A coup d'état removing the aging, populist President Hipólito Yrigoyen in 1930 gave way to new elections the following year. Facing long odds, Repetto negotiated a "Civil Alliance" with the reformist Democratic Progressive Party (PDP), and agreed to be the running mate for PDP leader Lisandro de la Torre, a well-known anti-corruption activist. The caretaker government, led by General José Félix Uriburu, supported the center-right Concordance and refused to guarantee free and fair elections (or, even safety) for the opposition, leading the UCR to boycott the polls. This left the Civil Alliance poised for possible victory, and Repetto was imprisoned. On election night - amid widespread irregularities - the Concordance won a sizable margin of the popular vote (a practice justified by the regime as "patriotic fraud"). The two parties were nearly tied in the electoral college, however, and no party had received a majority of electors; though ultimately, enough faithless electors were swayed into supporting the Concordance.

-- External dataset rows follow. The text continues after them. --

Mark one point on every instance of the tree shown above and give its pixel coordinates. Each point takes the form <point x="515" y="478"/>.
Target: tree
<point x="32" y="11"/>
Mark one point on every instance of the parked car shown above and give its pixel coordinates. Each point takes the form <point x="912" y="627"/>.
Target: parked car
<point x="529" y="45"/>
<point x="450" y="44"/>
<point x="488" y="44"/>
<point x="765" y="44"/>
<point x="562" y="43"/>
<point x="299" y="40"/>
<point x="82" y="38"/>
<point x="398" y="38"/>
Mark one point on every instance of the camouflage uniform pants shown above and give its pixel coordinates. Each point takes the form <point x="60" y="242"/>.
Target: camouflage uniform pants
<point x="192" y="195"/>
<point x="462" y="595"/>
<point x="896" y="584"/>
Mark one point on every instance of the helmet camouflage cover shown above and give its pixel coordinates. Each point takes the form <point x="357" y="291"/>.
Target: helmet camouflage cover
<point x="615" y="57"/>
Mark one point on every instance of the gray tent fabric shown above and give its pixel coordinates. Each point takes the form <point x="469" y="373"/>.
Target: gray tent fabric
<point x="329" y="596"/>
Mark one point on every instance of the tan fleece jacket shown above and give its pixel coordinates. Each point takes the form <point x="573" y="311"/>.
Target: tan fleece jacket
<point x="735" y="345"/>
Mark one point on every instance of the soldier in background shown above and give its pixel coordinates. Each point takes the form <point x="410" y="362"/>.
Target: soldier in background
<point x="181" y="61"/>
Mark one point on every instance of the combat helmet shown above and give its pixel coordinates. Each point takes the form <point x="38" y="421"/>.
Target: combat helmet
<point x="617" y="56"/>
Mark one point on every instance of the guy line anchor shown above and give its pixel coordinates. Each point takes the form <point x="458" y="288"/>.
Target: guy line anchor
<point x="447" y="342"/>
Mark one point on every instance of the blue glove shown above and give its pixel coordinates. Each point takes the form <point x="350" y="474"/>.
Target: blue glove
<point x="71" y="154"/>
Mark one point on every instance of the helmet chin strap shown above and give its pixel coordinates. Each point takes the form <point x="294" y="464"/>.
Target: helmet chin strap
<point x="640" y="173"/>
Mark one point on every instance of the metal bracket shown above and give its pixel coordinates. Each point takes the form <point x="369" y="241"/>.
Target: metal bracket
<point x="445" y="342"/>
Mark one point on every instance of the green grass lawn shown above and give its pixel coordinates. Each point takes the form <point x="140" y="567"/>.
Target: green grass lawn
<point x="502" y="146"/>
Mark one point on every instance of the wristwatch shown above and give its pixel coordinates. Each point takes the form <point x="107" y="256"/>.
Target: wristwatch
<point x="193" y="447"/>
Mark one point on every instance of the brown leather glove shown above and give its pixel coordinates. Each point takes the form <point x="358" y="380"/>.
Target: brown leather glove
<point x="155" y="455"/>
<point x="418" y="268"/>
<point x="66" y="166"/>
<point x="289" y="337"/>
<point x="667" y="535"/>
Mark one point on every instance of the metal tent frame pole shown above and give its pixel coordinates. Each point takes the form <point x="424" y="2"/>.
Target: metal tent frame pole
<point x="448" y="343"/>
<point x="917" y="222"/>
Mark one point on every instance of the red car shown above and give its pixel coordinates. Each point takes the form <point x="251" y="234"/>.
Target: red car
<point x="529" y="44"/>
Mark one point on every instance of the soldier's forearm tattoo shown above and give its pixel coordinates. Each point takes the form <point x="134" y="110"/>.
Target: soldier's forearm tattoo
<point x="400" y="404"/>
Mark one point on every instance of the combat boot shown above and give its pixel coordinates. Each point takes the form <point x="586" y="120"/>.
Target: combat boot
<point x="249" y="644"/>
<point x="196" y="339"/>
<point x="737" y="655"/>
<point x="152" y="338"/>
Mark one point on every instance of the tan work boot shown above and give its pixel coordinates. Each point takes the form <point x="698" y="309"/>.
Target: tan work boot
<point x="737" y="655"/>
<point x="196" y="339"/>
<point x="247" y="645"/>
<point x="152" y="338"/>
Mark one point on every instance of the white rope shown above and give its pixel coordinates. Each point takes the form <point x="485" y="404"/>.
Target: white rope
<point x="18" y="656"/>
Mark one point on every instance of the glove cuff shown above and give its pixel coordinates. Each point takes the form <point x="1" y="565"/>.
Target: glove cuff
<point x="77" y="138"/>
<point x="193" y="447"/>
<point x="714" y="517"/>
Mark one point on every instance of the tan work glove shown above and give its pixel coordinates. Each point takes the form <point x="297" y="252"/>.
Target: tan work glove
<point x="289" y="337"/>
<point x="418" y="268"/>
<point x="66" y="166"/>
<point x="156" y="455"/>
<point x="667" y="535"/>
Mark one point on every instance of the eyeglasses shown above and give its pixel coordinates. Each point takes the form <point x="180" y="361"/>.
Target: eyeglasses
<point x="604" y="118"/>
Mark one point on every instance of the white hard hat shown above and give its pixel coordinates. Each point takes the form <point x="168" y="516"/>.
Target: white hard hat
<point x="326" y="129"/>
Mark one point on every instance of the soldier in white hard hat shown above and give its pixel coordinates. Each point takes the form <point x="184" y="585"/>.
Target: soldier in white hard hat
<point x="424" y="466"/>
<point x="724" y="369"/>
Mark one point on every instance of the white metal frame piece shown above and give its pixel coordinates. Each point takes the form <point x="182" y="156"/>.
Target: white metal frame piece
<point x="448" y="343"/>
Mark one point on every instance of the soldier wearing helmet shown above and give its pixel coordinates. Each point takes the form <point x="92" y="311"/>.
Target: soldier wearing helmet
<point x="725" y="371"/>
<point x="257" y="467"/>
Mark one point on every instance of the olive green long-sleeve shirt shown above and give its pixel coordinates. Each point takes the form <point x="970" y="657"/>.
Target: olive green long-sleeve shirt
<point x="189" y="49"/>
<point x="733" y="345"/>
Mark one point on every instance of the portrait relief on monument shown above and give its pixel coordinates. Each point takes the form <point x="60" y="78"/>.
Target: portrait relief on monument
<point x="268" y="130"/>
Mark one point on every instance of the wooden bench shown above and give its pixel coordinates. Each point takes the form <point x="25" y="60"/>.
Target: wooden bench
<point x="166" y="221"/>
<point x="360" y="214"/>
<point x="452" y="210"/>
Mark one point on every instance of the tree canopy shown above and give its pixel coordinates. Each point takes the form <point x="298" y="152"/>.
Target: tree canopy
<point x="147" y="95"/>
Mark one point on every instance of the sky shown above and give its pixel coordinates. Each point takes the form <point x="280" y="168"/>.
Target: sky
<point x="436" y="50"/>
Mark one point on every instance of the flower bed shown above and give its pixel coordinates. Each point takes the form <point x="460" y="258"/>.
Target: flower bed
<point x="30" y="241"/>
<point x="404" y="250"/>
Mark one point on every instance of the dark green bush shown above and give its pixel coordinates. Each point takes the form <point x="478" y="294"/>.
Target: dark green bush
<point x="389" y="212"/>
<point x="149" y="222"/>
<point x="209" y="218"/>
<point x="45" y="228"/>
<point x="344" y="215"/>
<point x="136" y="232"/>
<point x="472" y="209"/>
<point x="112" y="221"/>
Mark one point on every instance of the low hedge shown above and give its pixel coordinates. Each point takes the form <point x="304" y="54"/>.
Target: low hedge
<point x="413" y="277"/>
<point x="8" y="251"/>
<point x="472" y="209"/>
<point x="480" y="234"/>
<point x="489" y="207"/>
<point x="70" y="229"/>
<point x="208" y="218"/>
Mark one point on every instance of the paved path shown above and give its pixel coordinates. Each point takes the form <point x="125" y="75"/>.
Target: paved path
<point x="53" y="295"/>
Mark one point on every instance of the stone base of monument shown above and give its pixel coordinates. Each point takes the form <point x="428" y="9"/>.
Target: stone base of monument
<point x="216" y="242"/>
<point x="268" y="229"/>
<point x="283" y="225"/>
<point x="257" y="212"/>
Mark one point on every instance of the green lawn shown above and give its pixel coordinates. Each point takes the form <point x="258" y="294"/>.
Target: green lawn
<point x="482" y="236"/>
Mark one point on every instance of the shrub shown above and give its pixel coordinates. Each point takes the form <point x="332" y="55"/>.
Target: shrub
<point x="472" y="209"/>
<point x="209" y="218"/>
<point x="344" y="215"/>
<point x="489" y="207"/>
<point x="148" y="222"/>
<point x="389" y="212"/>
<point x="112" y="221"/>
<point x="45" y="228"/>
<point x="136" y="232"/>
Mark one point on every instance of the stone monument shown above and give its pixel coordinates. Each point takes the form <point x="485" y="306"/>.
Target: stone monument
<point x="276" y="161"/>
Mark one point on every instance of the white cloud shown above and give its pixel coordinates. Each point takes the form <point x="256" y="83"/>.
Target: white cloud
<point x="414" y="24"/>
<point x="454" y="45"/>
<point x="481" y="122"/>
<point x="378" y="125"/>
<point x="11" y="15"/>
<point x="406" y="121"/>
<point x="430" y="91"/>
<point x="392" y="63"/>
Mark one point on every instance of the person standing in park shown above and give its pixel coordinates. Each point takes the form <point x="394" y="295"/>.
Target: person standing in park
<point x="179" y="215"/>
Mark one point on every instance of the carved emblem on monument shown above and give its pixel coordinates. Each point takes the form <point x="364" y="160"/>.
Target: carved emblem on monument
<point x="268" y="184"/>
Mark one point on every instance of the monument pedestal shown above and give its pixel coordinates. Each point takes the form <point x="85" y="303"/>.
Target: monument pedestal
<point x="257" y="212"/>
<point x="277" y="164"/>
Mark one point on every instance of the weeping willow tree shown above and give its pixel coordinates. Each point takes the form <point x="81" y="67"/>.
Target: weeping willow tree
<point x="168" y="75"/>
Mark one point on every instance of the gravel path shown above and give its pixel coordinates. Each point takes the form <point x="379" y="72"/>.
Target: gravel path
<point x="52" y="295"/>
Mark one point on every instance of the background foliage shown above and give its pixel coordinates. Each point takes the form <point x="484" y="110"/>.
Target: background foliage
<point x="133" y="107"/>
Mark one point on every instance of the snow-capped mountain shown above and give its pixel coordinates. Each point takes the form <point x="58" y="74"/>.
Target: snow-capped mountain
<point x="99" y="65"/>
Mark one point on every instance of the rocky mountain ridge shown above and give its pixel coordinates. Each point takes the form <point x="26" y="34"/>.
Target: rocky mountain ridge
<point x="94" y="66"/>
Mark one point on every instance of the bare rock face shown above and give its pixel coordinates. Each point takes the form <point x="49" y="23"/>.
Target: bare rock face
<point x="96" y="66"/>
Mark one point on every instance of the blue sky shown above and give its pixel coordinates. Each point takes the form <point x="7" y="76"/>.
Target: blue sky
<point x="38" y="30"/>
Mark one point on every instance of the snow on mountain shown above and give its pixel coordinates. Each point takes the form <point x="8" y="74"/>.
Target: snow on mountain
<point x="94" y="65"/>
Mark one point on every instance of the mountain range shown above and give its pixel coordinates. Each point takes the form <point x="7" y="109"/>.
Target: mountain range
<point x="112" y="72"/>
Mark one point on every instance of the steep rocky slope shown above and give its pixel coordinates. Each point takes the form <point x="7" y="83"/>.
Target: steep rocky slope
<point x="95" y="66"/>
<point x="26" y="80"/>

Socialist and PDP victories in congressional races raised the possibility of another, similar alliance for 1937. Lisandro de la Torre resigned from the Senate, however, following a 1935 assassination attempt on the floor of the chamber, itself. Repetto accepted the Socialist nomination for the 1937 campaign, though the return of the UCR to national politics far overshadowed his party's chances. A second coup d'état dissolved Congress in 1943, ending his tenure there. Repetto led his party in 1945 into the Democratic Union, an uneasy alliance led by the UCR and conservatives united mainly by their shared opposition to the populist Juan Perón. Following Perón's election, Repetto was jailed (as were growing numbers of opposition figures). The 1955 overthrow of the increasingly autocratic Perón led to his return to national politics, and the interim president, General Eduardo Lonardi, named him to his influential Civilian Advisory Board. Following the victory of a UCR splinter candidate endorsed by the exiled Perón, Arturo Frondizi, the Socialist Party was divided over the degree of opposition to resurgent Peronism. The party's leaders, Repetto and veteran labor reformer Alfredo Palacios, were unable to prevent a schism in 1958 and Américo Ghioldi led the more anti-peronist faction into the Democratic Socialist Party, which split the Socialist vote in the 1963 election.

The author of numerous books on Argentine history and policy, as well as of a biography of his friend, Juan B. Justo, Repetto died in Buenos Aires in 1965. He was 94.